Customer Service is Alive and Well in Israel
Talk about an only in Israel experience. I work in a building in Alon Shvut that houses a butcher, a music store, a furniture restoration store and a few other odds and ends. I’ve been meaning, for ages, to go to the furniture restoration store to see if he can salvage our leather sofa. But I never get around to walking those ten feet down the stairs from my office to his.
Then, after 9 years of loving use, one of our beloved bean bags got a hole. We bought this bean bag before we made Aliyah and now it’s enjoyed being tormented by our kids for years. And with this recent hole, the filler inside started going everywhere in the house.

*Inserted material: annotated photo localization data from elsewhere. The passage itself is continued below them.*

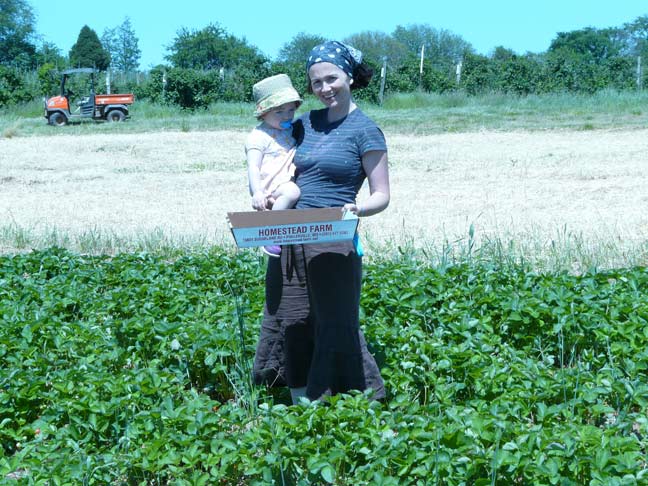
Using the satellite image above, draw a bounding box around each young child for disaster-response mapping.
[246,74,302,258]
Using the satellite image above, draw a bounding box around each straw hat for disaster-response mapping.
[253,74,302,117]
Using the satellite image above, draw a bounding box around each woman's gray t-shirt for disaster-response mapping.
[292,108,387,209]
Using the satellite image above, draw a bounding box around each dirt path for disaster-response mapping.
[2,128,648,260]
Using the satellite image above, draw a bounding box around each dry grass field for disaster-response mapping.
[2,127,647,267]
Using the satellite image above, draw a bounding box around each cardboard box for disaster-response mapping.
[227,207,358,248]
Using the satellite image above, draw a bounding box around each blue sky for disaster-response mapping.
[32,0,648,69]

So, inspired by necessity, I threw the huge bean bag into the car on the way to work and plopped it down at their store. The Restorno store owner, Nati, looked at the bean bag and at the hole and declared that it wasn’t worth my money to have him fix it. It was easy, he said, and he would show me how.
Um, come again?
Now, anyone who knows me well knows that I don’t iron (EVER), that I don’t bake well and that I don’t – and I mean never in my entire life – sew. I tried to take a sewing class in Potomac once, and I came back with a purse that was sewn in the wrong direction and couldn’t open. My husband tried really hard not to laugh, but my lack of ability was so painfully obvious. So, I knew this was going to be quite an experience.
“Come on!” this young store owner with the jovial eyes declared. “Come downstairs one day when you have ten minutes and I’ll show you how to sew it.”

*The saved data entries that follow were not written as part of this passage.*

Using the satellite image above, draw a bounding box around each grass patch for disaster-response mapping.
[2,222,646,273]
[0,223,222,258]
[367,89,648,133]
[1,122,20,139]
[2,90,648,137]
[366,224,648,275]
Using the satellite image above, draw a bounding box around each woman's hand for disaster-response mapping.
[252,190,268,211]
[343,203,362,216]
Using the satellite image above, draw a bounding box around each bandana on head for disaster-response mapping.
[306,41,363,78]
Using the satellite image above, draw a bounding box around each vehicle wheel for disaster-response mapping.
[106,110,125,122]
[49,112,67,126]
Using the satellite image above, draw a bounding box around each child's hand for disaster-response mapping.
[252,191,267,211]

So today, I put on my “can do” armor and walked down the stairs. He greeted me with a big smile and a “you can do it” attitude, pulled out some kind of cool curved needle (never seen those in my life) and got me ready. He showed me a few stitches and then told me it was my turn. Trying not to laugh, I explained that I understood, in theory, what he was saying, but that I had no idea how to replicate it.
Now – keep in mind that not only was a receiving a sewing lesson (gasp!) but I was receiving one entirely in Hebrew (double gasp). There is a limit to miracles, people.

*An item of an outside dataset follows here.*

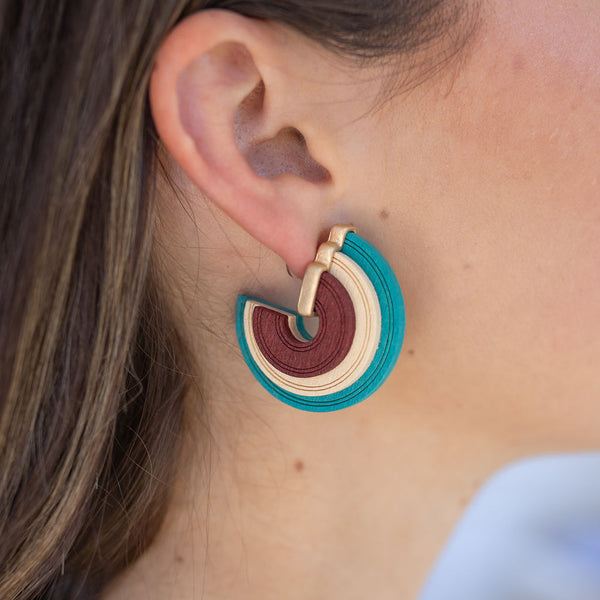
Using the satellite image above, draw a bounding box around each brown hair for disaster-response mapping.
[0,1,477,598]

So he pulled out a sticky note and folded it and started trying to demonstrate to me what the issue was and how I should be sewing it. I started laughing and explained that I really, truly had no idea what he was saying but that he was so sweet.
He wouldn’t give up. He showed me again (I kept hoping that if he just showed me the stitch enough times he would finish off the bean bag before my turn came!). But that didn’t quite happen. I ended up doing a few of the stitches among his “Mazal Tov!” and “Kol Hakavod!” cheers. We finished off the job and he said, “See! You did it. Now you can use that stitch on anything. It’s an amazing stitch.”
I said, “Uhuh…absolutely.” And was about to leave, when I noticed another hole. Oh darn!
“No problem,” he said, putting the needle and thread into my hand. “Now you can do it on your own.”
Oh, come on.
“Um,” I said, clearing my throat, “Great. Yeah. I’ll take this home with me and get it done and bring you back the needle.”
No problem!
And thus ended my sewing lesson, in the middle of Alon Shvut, at the furniture restoration store.
Where else in the world would the store owner take 10 minutes out of his day to teach a customer how to sew their bean bag back together? If you need a restoration project done, Nati is definitely your guy. A breath of fresh customer service air in a country that isn’t always known for this quality.